El término bullying se utiliza para explicar  un comportamiento agresivo e intencional, que busca hacer daño a otro en forma constante durante un período de tiempo y en el cual existe una relación interpersonal caracterizada por una asimetría de poder.

Este maltrato, frecuente entre los estudiantes, puede ser en base a agresiones físicas, verbales, sociales y psicológicas.

Las consecuencias del bullying en quienes lo padecen pueden ser tanto físicas como psicológicas, e incluyen moretones, pérdidas en el patrimonio personal, y a veces terminar en cuadros depresivos,  trastornos de ansiedad e incluso el suicidio.

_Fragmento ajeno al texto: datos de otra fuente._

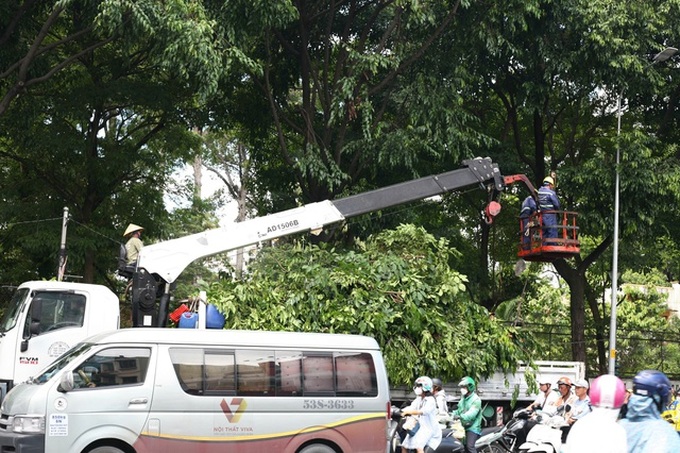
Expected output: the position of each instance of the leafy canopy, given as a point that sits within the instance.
(396, 286)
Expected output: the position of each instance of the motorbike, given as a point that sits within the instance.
(503, 439)
(449, 443)
(546, 436)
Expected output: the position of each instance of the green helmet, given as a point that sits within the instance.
(468, 382)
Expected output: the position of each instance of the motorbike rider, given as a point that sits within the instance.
(469, 412)
(565, 399)
(646, 431)
(545, 396)
(598, 431)
(425, 407)
(581, 405)
(440, 397)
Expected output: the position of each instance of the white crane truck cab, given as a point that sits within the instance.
(44, 319)
(149, 390)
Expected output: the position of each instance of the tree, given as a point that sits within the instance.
(104, 126)
(346, 96)
(548, 101)
(396, 287)
(41, 39)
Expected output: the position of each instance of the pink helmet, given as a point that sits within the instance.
(607, 391)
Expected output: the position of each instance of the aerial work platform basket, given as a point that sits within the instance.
(548, 243)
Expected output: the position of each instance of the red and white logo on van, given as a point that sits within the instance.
(234, 410)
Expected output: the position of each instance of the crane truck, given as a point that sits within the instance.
(34, 332)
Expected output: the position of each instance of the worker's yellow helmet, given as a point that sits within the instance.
(131, 229)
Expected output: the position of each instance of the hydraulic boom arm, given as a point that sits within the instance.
(161, 263)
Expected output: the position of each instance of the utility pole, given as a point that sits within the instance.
(61, 268)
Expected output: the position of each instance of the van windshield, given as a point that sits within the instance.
(9, 319)
(68, 357)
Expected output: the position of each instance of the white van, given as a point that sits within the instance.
(169, 390)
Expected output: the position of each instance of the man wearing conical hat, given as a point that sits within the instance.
(134, 244)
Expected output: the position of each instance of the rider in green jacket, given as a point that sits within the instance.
(469, 412)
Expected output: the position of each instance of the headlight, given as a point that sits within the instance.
(28, 424)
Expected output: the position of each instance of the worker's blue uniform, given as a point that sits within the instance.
(528, 208)
(548, 201)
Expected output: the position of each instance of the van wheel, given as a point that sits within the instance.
(317, 448)
(106, 449)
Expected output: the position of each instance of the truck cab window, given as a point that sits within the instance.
(58, 310)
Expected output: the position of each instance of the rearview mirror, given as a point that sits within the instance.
(66, 383)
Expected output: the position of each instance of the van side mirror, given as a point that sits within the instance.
(66, 383)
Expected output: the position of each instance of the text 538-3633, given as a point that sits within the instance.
(327, 404)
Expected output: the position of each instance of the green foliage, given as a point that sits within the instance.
(646, 336)
(396, 287)
(544, 311)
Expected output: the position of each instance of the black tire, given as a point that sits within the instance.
(317, 448)
(106, 449)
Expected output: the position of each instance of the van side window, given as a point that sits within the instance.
(256, 372)
(113, 367)
(355, 375)
(205, 372)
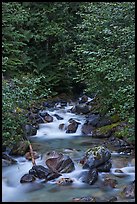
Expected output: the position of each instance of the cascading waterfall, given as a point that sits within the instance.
(51, 137)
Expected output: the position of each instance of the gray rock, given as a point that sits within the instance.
(26, 178)
(90, 176)
(39, 171)
(58, 162)
(96, 156)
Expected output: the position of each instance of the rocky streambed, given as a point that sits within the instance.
(77, 157)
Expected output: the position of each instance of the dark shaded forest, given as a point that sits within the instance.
(50, 48)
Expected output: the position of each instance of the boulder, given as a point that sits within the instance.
(72, 127)
(27, 178)
(28, 155)
(64, 181)
(61, 126)
(30, 130)
(8, 158)
(105, 167)
(84, 199)
(48, 118)
(90, 176)
(58, 162)
(105, 131)
(39, 171)
(95, 157)
(87, 129)
(58, 117)
(81, 109)
(93, 119)
(83, 99)
(20, 148)
(129, 191)
(110, 182)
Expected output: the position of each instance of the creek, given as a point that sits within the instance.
(49, 137)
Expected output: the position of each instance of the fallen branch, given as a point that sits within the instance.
(31, 153)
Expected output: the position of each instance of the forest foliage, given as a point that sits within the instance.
(54, 47)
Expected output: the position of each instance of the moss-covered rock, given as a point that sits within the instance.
(20, 148)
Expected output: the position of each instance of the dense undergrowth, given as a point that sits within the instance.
(63, 47)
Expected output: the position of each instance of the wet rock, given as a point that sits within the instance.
(64, 181)
(96, 156)
(103, 121)
(30, 130)
(105, 167)
(110, 182)
(59, 162)
(28, 155)
(89, 177)
(93, 119)
(87, 129)
(112, 199)
(3, 148)
(63, 103)
(5, 163)
(48, 118)
(83, 99)
(49, 104)
(61, 126)
(53, 175)
(26, 178)
(58, 117)
(129, 191)
(105, 131)
(20, 148)
(84, 199)
(8, 158)
(72, 127)
(40, 171)
(81, 109)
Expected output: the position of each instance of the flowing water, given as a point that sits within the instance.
(49, 137)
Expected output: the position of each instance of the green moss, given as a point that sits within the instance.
(115, 118)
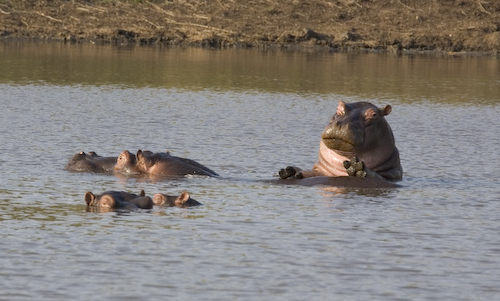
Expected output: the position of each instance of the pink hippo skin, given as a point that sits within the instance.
(357, 142)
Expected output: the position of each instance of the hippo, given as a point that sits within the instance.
(160, 164)
(357, 142)
(90, 162)
(182, 201)
(119, 200)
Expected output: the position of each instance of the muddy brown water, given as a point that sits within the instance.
(245, 114)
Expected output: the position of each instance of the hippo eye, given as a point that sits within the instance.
(371, 114)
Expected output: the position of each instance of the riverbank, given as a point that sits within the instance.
(399, 25)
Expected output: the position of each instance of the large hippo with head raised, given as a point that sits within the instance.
(160, 164)
(90, 162)
(358, 142)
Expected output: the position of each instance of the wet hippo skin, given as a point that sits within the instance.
(90, 162)
(119, 200)
(183, 200)
(357, 142)
(160, 164)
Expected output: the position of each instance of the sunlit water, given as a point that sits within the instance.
(245, 114)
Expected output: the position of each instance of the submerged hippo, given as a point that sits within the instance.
(90, 162)
(119, 200)
(160, 164)
(182, 201)
(358, 142)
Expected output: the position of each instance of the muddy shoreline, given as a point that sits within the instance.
(451, 26)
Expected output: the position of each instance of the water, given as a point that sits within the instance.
(245, 114)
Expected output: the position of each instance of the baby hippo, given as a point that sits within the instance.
(118, 200)
(160, 164)
(184, 200)
(90, 162)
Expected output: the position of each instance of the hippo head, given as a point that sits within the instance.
(358, 129)
(104, 201)
(145, 160)
(126, 162)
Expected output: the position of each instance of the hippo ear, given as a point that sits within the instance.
(386, 110)
(182, 198)
(341, 108)
(89, 198)
(139, 155)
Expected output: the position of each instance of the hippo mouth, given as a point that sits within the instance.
(338, 144)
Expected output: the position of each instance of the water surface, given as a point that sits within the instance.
(245, 114)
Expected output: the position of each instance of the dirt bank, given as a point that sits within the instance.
(397, 25)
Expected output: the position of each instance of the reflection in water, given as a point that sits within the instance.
(409, 78)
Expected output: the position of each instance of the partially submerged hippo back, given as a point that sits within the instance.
(90, 162)
(182, 201)
(164, 164)
(119, 200)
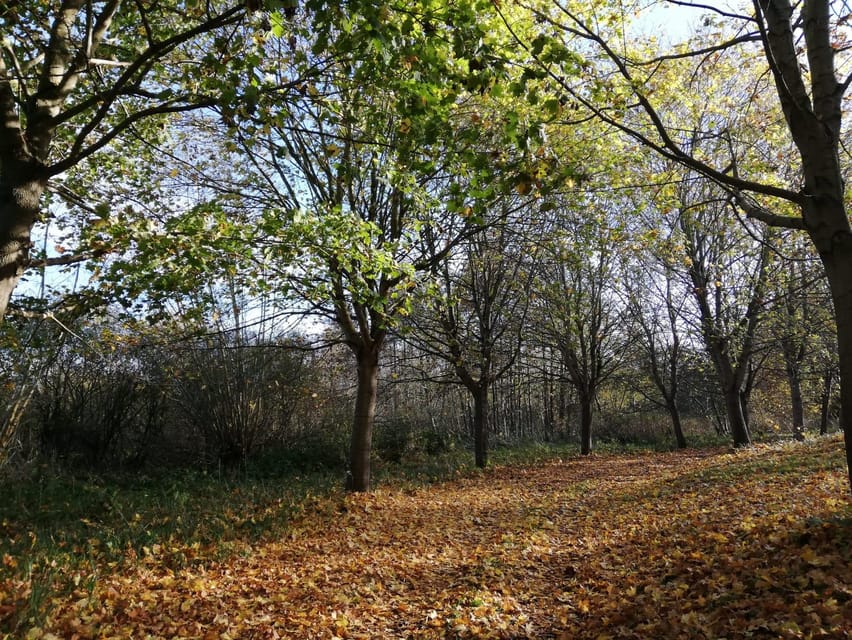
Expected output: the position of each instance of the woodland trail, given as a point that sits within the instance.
(692, 544)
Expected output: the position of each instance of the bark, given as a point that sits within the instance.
(480, 425)
(677, 426)
(736, 417)
(586, 401)
(362, 425)
(825, 400)
(19, 207)
(797, 406)
(838, 266)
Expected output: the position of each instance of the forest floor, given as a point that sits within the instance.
(690, 544)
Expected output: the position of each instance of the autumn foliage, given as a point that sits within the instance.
(689, 544)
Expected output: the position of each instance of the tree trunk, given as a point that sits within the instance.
(677, 427)
(797, 406)
(480, 425)
(19, 208)
(362, 426)
(736, 417)
(585, 423)
(825, 400)
(838, 267)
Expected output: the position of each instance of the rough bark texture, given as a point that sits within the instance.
(362, 424)
(480, 425)
(839, 269)
(677, 426)
(586, 401)
(19, 205)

Actualmente, el bullying no es una práctica aislada. El 10.7% de los estudiantes afirman haber sufrido esta abuso, cifra que se reparte de manera proporcional en todas las clases sociales, con un leve predominio de los colegios municipales.

En relación a las características del alumno agresor, destaca la ausencia de empatía, baja autoestima, impulsividad, fracaso escolar, consumo de alcohol y drogas.

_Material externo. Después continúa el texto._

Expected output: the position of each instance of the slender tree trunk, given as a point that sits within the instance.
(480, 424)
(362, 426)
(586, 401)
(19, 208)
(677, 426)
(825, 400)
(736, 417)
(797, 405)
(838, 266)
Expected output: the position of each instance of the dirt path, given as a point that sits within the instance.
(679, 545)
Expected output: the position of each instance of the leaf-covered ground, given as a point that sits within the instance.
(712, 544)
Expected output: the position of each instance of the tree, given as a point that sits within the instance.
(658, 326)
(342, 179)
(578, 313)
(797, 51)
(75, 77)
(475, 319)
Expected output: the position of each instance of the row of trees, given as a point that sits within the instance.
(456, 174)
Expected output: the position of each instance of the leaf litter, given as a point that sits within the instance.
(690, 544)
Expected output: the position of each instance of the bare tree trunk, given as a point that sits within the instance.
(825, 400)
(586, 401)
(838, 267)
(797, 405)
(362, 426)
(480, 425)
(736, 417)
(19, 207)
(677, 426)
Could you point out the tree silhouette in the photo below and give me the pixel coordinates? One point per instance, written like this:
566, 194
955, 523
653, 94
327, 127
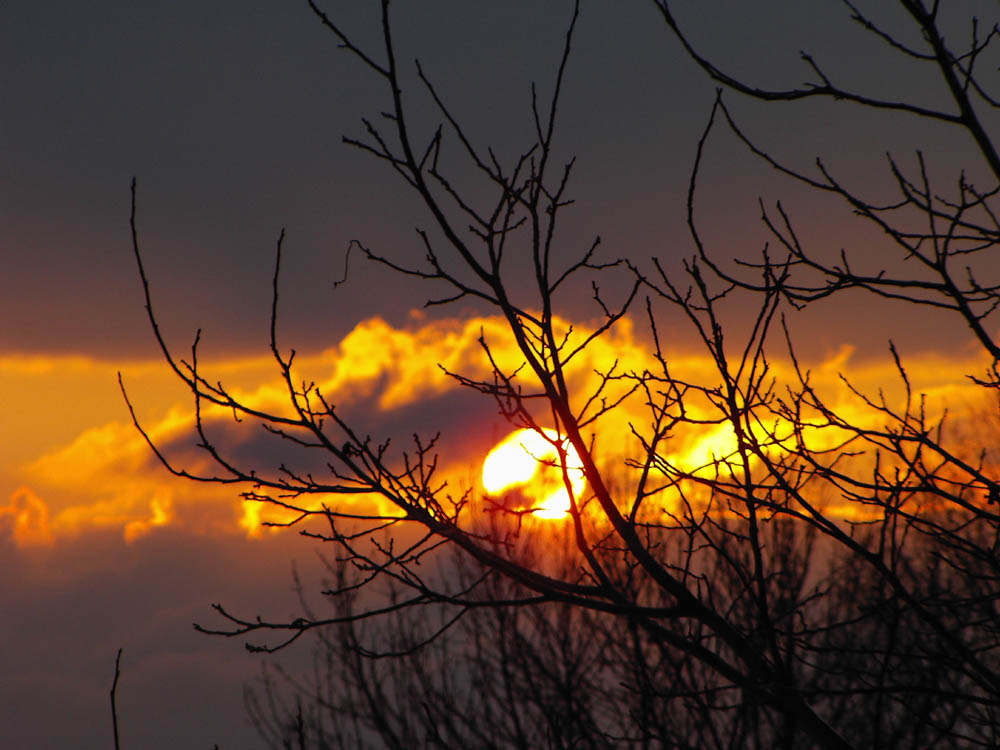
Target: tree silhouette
827, 581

Por su parte, los menores los agredidos podrían manifestarse retraídos, callados, en algunas ocasiones aterrorizados, presentar dolores de estómago, cabeza, irritabilidad y falta de apetito.

Por los riesgos para la integridad física o sicológica de quienes sufren este acoso, es fundamental que los padres mantengan una fluida comunicación con sus hijos e investiguen cualquier conducta sospechosa.